Rocco Contento, secrétaire départemental du syndicat Unité-SGP Police à Paris est en colère. Avec des centaines de ses collègues, il a investi la place du Palais-Royal le 25 septembre pour alerter sur le mal-être grandissant qui frappe, selon lui, la police. Horaires impossibles, insécurité, management «dictatorial», «hiérarchie déconnectée des réalités du terrain», les griefs sont nombreux.

«Nous n'avons peu ou pas de réponses de notre ministère de tutelle. Nous n'avons que des réponses conjoncturelles. À chaque fois, on nous sort un audit et quelques psychologues.
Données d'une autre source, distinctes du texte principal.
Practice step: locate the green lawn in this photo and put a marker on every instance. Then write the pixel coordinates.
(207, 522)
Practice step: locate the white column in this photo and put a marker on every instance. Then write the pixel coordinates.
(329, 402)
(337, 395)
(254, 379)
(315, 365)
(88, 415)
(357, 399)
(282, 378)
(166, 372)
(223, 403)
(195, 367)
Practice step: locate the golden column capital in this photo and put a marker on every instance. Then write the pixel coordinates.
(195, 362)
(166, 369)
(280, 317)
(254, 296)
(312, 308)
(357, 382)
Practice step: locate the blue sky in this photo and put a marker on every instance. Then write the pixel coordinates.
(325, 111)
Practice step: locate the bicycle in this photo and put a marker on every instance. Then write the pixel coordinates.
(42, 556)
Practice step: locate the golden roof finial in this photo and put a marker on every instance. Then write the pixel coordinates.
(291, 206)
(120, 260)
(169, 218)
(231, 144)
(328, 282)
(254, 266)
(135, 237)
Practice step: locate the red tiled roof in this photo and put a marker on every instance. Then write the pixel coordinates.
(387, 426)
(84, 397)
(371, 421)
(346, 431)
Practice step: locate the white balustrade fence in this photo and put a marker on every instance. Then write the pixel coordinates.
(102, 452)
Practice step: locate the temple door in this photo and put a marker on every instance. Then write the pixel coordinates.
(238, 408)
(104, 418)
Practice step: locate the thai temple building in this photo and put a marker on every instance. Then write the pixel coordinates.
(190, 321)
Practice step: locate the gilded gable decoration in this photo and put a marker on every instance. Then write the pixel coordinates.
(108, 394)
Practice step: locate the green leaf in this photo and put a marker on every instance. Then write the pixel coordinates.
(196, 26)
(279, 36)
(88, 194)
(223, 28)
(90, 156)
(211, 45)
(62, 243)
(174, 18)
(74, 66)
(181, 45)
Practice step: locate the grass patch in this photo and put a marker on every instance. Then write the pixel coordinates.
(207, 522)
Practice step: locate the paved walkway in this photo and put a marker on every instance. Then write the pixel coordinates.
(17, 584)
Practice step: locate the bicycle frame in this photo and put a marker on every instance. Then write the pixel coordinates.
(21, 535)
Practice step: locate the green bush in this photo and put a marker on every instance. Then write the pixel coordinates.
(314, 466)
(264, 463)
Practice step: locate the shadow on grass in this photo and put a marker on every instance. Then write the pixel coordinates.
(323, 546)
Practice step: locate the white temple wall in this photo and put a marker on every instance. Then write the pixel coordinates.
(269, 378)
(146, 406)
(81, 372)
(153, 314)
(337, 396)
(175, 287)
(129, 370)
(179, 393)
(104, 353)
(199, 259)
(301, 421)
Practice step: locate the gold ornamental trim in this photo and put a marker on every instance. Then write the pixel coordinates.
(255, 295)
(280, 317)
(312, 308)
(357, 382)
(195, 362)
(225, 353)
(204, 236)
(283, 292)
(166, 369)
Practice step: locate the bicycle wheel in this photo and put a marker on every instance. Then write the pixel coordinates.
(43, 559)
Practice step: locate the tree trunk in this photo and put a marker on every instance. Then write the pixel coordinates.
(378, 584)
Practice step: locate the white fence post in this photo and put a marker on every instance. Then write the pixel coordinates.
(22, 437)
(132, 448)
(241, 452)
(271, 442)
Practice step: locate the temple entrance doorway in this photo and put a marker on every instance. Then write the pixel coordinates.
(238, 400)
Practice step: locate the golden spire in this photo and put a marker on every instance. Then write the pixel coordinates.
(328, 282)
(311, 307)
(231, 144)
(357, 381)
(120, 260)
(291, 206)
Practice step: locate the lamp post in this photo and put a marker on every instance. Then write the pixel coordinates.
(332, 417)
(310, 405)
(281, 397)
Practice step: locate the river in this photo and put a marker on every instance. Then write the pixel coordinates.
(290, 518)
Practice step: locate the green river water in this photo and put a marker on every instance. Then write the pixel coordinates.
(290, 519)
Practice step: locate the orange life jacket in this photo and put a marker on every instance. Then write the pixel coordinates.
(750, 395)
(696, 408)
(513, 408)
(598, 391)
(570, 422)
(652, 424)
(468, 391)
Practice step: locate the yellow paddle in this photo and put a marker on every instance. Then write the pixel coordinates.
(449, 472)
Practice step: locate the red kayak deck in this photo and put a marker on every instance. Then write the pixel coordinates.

Mais on ne traite que les conséquences.

Nous avons fait un sondage fin 2017 auprès des policiers de la région parisienne afin de connaître leurs doléances et leurs désirs au niveau professionnel. Ils ne demandaient pas forcément un avantage pécuniaire, mais surtout de la reconnaissance sociale. 11.000 collègues avaient répondu. Cela nous donne une certaine légitimité pour en parler», a expliqué à Sputnik France Eddy Sid, porte-parole du syndicat.

Il demande plusieurs mesures qui vont d'un réaménagement des horaires à plus de place de crèches pour les gardiens de la paix:

«Il faut mettre en place un nouveau cycle de travail. En région parisienne, mes collègues ont un week-end sur six de repos. Nous souhaitons passer à un week-end sur deux, ce qui permettrait de resocialiser les policiers et de minorer les troubles.
Deuxièmement, nous demandons une véritable politique du logement. Il y a un logement pour dix fonctionnaires aujourd'hui et une fois sur deux ce logement est situé dans une cité sensible. Un policier ne peut pas se permettre de vivre là où il est une cible.
Enfin, il faut mettre en place une politique au niveau des crèches. Aujourd'hui, il n'en existe aucune au niveau régional. J'ai des collègues qui tous les mois donnent des fortunes pour pouvoir faire garder leurs enfants. Des systèmes doivent être mis en place pour s'adapter à nos horaires atypiques.»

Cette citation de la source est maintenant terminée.